Ma l’impunità in Colombia non si copre con un dito bensì con i conglomerati mediatici. Secondo l’ultima pubblicazione della classifica dei più ricchi sulla rivista Forbes, i proprietari, o soci di maggioranza, dei media più tradizionali e diffusi nel paese sono anche i quattro più ricchi della Colombia. Una coincidenza importante è che, almeno i due più ricchi, ottengono la loro ricchezza da grandi banche e società finanziarie.

In un paese in cui viene prodotta la più grande quantità di cocaina del mondo, non c’è possibilità di sapere quale sia il reale impatto di questo redditizio affare sull’economia nazionale, ma la logica indica che deve essere molto, e che una grande parte di quel denaro deve riciclarsi dentro la Colombia, per cui sono richieste banche e società tradizionalmente utilizzate per il riciclaggio di denaro, come le grandi società di costruzioni.

Per puro caso, entrambe sono le attività che hanno reso Luis Carlos Sarmiento Angulo l’uomo più ricco della Colombia e uno dei più ricchi al mondo. La sua famiglia ha acquistato, nel 2012, El Tiempo, il più grande e tradizionale giornale della Colombia.
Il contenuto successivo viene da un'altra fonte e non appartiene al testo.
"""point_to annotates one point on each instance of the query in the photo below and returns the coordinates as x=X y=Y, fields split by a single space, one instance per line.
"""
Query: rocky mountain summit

Il secondo uomo della lista di Forbes è Jaime Gilinski, che, sorprendentemente, anche lui ha ammassato la sua fortuna nel settore finanziario. La famiglia Gilinski ha recentemente acquisito l’importante rivista politica Semana e l’ha celebrato facendo una vera purga interna di giornalisti e instaurando una linea editoriale totalmente alleata con l’attuale governo.

Il numero tre è Santo Domingo, che possiede nientemeno che El Espectador, Caracol Televisión e Blu Radio.

Da parte sua, Ardila Lülle, quarta nell’elenco di Forbes, possiede RCN, NTN24 e WIN, tra molti altri media.

Lo stesso fenomeno nazionale si riproduce su scala regionale, dove i mass media sono di proprietà delle famiglie che controllano economicamente e politicamente le regioni.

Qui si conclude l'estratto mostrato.